A Day in My Shoes

This is my life...

1Likes
10Comments
2222Views
AA

3. A night in the dark.

The next few weeks of high school were humdrum and boring. But there were deeper things were going on. My mom and her boyfriend began fighting more and more, my sister who'd been with me since I was born, was now gone, my friends and I were drifting apart, and my life was collapsing in on itself. The constant nagging of my consciousness, that I constantly talked to, was still there, reminding me of the relief that came from watching myself bleed. I started to lose my escape, video games as my mom was constantly using the T.V. All my headphones broke and I was cut off from my music.  As I continued to get older, I continued to see the world differently. My depression got worse and anxiety began to cripple my ability to do most of anything, in fear of being judged. I continued stress eating and gained weight. I felt like there was a massive hole in my soul, and I couldn't fix it. Nothing was taking it away, all I could do is learn to accept it. Like the depressing fact that I was not good enough for anyone, everyone I knew left or would leave. Except, for two people, Laura and Ashley, they were always there. Although, neither of them helped my pain they took my mind off of it so it wasn't getting to me as much, I could still feel it but in a way I felt better.

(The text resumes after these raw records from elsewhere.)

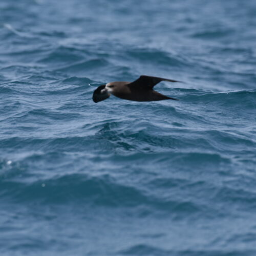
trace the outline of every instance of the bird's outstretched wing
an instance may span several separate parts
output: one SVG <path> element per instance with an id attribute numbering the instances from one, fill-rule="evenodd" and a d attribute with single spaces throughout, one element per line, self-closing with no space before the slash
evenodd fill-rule
<path id="1" fill-rule="evenodd" d="M 168 82 L 180 82 L 180 81 L 177 81 L 176 80 L 168 79 L 155 76 L 142 75 L 137 80 L 135 80 L 135 81 L 128 84 L 127 86 L 131 88 L 134 88 L 134 87 L 140 87 L 144 88 L 147 87 L 148 89 L 152 89 L 156 84 L 162 81 L 167 81 Z"/>

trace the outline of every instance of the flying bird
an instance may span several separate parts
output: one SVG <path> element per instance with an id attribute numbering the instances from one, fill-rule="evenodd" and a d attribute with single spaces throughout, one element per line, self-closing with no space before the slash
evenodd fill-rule
<path id="1" fill-rule="evenodd" d="M 111 82 L 99 86 L 93 95 L 93 100 L 99 102 L 110 97 L 111 94 L 121 99 L 135 101 L 153 101 L 164 99 L 173 99 L 153 90 L 154 87 L 162 81 L 180 82 L 176 80 L 155 76 L 140 76 L 133 82 Z"/>

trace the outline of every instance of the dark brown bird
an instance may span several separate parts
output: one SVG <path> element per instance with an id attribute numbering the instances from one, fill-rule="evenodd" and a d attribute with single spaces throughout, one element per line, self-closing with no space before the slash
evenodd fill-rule
<path id="1" fill-rule="evenodd" d="M 136 101 L 153 101 L 177 99 L 161 94 L 153 90 L 154 87 L 162 81 L 179 82 L 155 76 L 140 76 L 133 82 L 111 82 L 99 86 L 94 91 L 93 100 L 97 103 L 109 98 L 111 94 L 121 99 Z"/>

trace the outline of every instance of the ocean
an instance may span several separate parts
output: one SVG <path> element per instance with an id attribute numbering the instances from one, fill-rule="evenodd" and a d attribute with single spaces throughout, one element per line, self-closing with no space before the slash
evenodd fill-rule
<path id="1" fill-rule="evenodd" d="M 0 255 L 255 256 L 255 13 L 2 0 Z M 141 75 L 180 100 L 92 101 Z"/>

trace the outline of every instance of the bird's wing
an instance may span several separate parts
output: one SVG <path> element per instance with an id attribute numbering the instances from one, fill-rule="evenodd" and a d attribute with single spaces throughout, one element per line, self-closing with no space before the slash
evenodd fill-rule
<path id="1" fill-rule="evenodd" d="M 108 93 L 102 93 L 101 90 L 105 88 L 105 85 L 100 86 L 93 92 L 93 100 L 95 102 L 99 102 L 108 99 L 110 97 L 110 94 Z"/>
<path id="2" fill-rule="evenodd" d="M 153 87 L 162 81 L 167 81 L 168 82 L 180 82 L 176 80 L 167 79 L 166 78 L 162 78 L 161 77 L 156 77 L 155 76 L 140 76 L 139 78 L 133 82 L 127 84 L 127 86 L 132 88 L 134 87 L 141 87 L 143 88 L 147 87 L 149 89 L 152 89 Z"/>

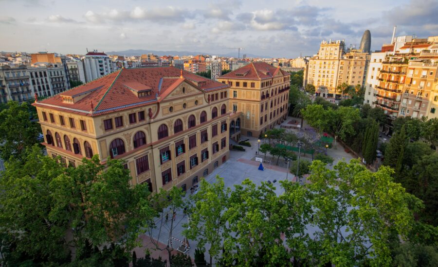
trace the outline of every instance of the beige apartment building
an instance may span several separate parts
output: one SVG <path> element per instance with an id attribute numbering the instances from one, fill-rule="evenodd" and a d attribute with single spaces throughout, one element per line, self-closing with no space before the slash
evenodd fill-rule
<path id="1" fill-rule="evenodd" d="M 346 53 L 343 40 L 323 41 L 318 54 L 304 69 L 303 86 L 314 85 L 318 96 L 340 98 L 336 89 L 339 84 L 365 85 L 369 59 L 367 53 L 359 50 Z"/>
<path id="2" fill-rule="evenodd" d="M 174 67 L 122 69 L 36 101 L 48 154 L 126 161 L 131 183 L 187 190 L 226 161 L 229 86 Z"/>
<path id="3" fill-rule="evenodd" d="M 229 110 L 241 113 L 242 134 L 258 136 L 286 119 L 289 72 L 264 62 L 251 62 L 218 80 L 230 86 Z"/>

Even though Laura and Ashley were almost polar opposites and Ashley wasn't much of a "depressed" person. 
One day we were walking home, and Laura told me something that I really do believe in. "It takes a depressed person to help a depressed person" she said. Which I believe to be very true, problem is that depression is like a pillow, it can either be comforting and safe or it smuggle you while you sleep. My pillow was very comfortable, I knew how to get better but was too afraid to. I had my walls and they kept me very safe. I was okay, I didn't like feeling pointless, or feeling too pressured. I felt like I had to take care of both my parents. My dad, who I no longer lived with, who was an alcoholic and my mom who was also facing depression. Okay be immature at times but when it came down to it, I took care of them both. 
Once we were sitting in English, we were writing an essay on a book called "Parrot in the Oven" by Victor Martinez, and a question we were asked was "How does Manny's situation with his dad relate to an experience you've had? If not, how would you act in his situation?" In case you haven't read the book, which I don't really recommend, Manny's father is an alcoholic, which got me thinking about my dad and my situation. 
Two years ago in Redmond, Oregon
"Come on dad. We're going home" I said, it was dark and he was completely hammered. 
"Letsh not okay?" He said, slurring every word, and speaking slowly. I grabbed his arm and we began walking the streets towards our home. He stumbled and couldn't walk straight if his life depended on it.  This frustrated me to no end, I was 12 years old, why was I taking care of a 35 year old man? This was one occasion of many, many occasions where I was taking care of my father. We eventually made it home, and I had to walk him to his bed, and cover him up. Then I sat and thought about how screwed up the situation with my dad was. I was done. Over all of it, and I just wanted to escape, that's where Church Group came in. 
While only for a short time, I would spend my nights at a Church Youth group. My girlfriend at the time, we'll get into it later, invited me, and I decided "Anh what the hell?" And went. So every Wednesday I would escape my dad and hear about this "God" so many people believed in, hell even I did once upon a time. But for some reason, God had forsaken me, and I was alone in Hell's gates. Why did he leave me when I needed him most? If this guy did exist, where was he when my life compressed my head and left me feeling lost or where was he when the person I needed most left me and I was alone?
All I knew was that God decided to make my life a joke and not consider the pain and suffering I felt. 
Present Time
I decided to answer the question as lightly and without much detail as I could. Using a simple "I tried to stay out of the way of my dad too." While my mind said to keep it simpleinside my soul begged me to speak about the pain and embarrassment he caused me. 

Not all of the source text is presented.